- Wed 20 February 2019
- server admin
- Gaige B. Paulsen
- #nginx, #pelican
When I set out to move Gaige's Pages to a static web generator, chronicled in
Gaige's Pages moves to static generation,
I stated one of the reasons that I favored Pelican
was because it is written in python
, which is a language that I'm intimately familiar
with.
Not surprisingly, that decision because useful pretty quickly. As I was working on moving
the Cartographica Blog from SquareSpace to Pelican, I
was having some concern over the redirection method I used in Gaige's Pages, the
pelican-alias
plugin.
The pelican-alias
plugin is a highly useful piece of code, especially if you're going to
be placing your pelican site on a server you don't control. The method of redirection is
to place a file at the original location and then redirect using HTML. This is effective
without propagating multiple copies of your pages in multiple locations (as would be the
case if you used a mapping in your web server), however it has two undesirable effects:
- It causes a slight browser-induced delay for the HTML reload command to be recognized and executed
- It doesn't tell search engines to permanently relocate your pages to their new location
I realized that the problem I was looking to solve was slightly different. In my case, I have complete control over the web server (nginx in my case), and therefore can provide configuration information to it directly, including having it redirect using HTTP 301 and 302 codes.

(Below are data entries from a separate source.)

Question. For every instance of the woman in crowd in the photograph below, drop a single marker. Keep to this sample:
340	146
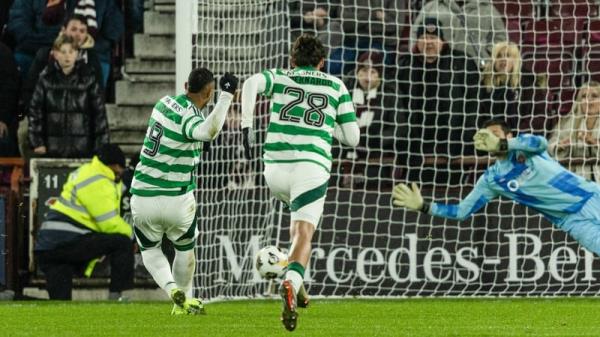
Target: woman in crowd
577	135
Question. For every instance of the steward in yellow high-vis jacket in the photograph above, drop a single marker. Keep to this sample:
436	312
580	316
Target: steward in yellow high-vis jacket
84	224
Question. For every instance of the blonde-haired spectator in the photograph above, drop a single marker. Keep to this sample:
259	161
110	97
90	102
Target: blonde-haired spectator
501	82
577	135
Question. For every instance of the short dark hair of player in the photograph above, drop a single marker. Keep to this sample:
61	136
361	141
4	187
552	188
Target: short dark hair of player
198	79
307	51
499	122
111	154
76	17
63	39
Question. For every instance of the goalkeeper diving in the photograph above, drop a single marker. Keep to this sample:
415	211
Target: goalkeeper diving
525	173
308	109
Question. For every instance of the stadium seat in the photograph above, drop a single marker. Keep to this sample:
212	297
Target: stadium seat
559	31
574	9
541	115
515	9
552	61
565	98
514	29
593	35
591	66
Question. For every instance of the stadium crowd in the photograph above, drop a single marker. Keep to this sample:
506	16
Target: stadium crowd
422	75
444	66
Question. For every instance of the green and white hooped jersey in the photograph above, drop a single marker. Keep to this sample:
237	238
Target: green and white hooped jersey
305	106
169	155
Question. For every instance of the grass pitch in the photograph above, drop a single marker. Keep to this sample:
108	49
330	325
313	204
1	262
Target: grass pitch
420	317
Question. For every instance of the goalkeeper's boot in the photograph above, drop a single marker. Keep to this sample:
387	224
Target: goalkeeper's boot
177	310
302	297
178	297
288	314
194	306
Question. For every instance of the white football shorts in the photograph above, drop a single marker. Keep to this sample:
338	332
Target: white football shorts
174	216
302	186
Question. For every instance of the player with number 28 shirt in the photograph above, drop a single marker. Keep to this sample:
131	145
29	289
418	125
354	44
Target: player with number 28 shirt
308	109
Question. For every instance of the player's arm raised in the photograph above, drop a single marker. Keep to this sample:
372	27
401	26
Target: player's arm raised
346	128
208	129
254	85
410	197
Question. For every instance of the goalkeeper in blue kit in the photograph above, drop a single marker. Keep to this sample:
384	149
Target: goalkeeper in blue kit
525	173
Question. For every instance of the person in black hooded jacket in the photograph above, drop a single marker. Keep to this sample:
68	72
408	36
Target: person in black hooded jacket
438	88
67	117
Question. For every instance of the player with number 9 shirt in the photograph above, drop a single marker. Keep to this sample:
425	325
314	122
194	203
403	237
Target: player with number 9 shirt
163	201
308	109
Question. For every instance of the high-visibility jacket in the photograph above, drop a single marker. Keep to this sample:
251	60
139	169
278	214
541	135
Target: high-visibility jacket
92	198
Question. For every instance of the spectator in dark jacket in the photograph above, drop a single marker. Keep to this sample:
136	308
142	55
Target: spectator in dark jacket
9	92
26	23
438	88
378	119
67	117
319	18
367	25
76	27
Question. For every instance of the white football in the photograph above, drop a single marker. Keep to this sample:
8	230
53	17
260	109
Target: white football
271	262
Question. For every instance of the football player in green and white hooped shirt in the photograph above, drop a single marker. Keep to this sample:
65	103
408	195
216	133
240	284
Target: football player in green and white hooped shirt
308	108
163	186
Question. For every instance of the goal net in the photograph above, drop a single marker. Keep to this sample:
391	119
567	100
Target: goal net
417	116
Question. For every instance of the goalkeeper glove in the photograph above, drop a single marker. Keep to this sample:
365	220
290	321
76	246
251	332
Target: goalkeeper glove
228	83
404	196
486	141
248	142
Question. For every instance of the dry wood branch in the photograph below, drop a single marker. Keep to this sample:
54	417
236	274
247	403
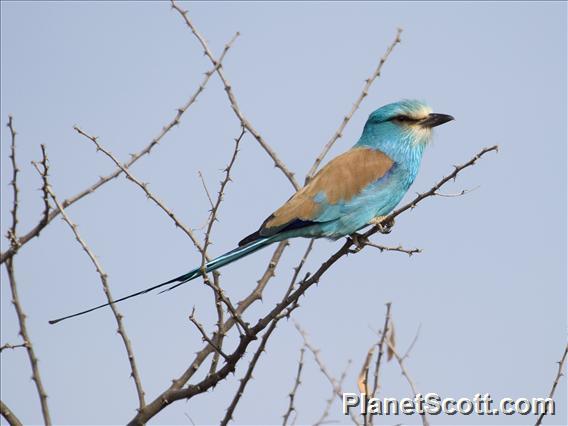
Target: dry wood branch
204	334
248	375
368	83
258	353
329	402
36	230
144	187
9	415
10	346
333	382
559	374
36	377
376	383
404	372
220	335
176	392
400	249
44	178
104	280
233	100
11	235
435	188
292	394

Furthermore, since I have a fine static blog engine with plugin support written in a language that
I am comfortable with, and with plenty of example code, I was able to pull together a pretty
simple plugin to create a map from the alias
attribute in my blog postings to the final
published URI. The result is now available as
nginx_alias_map on github.
I'm now running two sites using it and both seem to be performing admirably.
Code is published under the MIT license and pull requests are welcome.